Chung was hopeful. “The landscape should change as we get more GLP-1ras approved that can target weight loss and improve beta cell function.”
PCPs Get Advice
The literature is limited regarding the transitioning of youth with type 2 to adult care, Chung et al reported last year. That said, all interviewed gladly gave PCPs advice on helping their adult patients with youth-onset type 2 diabetes.
First, the numbers: What’s considered low in an adult isn’t necessarily low in youth-onset. Magge said a young adult with type 2 whose A1c is low, like 5.8 kind of low, should stay on metformin.
“Parents look at me. ‘You are prescribing 1000 mg twice a day of metformin when I am on less?’” Yes, she said. “We want children to have long and healthy lives.”
Also ask about acanthosis nigricans— a sign of insulin resistance, nocturia, frequent infections, including yeast — because these are signs of hyperglycemia, Chung said.
And screen, screen, screen: kidneys, blood pressure, dyslipidemia. “Make sure they are vigilant about timing of screening. Don’t feel that they are not at high risk,” Magge said. The ADA, she said, recommends A1c testing every 3 months.
Sherr emphasized relationships. Even if a patient has an endocrinologist, that specialist and the PCP have to tell the same story: They can be reinforcing the importance of glucose levels and exercise. Relaying this information should not take long during the exam, she said. And bring in family members; significant others can be very helpful diabetes management enforcers. All interviewed stressed this point.

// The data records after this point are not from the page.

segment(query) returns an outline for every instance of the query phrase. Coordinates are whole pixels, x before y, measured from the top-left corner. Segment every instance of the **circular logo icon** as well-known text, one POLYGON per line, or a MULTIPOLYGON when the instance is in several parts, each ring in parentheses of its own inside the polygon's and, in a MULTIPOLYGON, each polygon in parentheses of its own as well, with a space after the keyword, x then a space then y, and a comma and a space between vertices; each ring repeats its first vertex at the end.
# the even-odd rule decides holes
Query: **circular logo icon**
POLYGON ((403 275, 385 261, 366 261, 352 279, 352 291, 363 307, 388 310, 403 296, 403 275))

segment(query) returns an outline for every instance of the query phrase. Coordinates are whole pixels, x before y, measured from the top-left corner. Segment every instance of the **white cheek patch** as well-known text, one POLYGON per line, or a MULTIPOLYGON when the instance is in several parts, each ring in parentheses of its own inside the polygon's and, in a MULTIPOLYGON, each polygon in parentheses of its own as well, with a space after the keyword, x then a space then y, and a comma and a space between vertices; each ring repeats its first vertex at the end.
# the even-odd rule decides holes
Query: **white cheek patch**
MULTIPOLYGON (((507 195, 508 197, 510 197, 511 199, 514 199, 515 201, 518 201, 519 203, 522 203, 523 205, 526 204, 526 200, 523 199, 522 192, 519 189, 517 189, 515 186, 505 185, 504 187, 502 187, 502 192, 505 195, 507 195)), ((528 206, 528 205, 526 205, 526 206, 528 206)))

Staiano discussed a different reality.
“We need PCPs to do this medical management for early prevention and medical management, so the more complicated cases can go to the specialists.”
Of course, there aren’t enough PCPs either.
“I don’t envy the PCPs,” said Magge. “It’s a lot to keep track of.”
Sherr’s institution has received research support from Abbott Diabetes, Dexcom, Breakthrough T1D, Insulet, Medtronic, NIH, Provention Bio, and the T1D Exchange; she consults for Abbott Diabetes, Insulet, Medscape, Medtronic Diabetes, Vertex, and Ypsomed; and served on an advisory board for Cecelia Health, Insulet, MannKind, Medtronic Diabetes, Sequel Med Tech, StartUp Health’s T1D Moonshot, and Vertex. Gilbert is a speaker/consultant for Novo Nordisk, Dexcom, and MiniMed. Magge, Chung, Bjornstad, and Staiano reported no disclosures.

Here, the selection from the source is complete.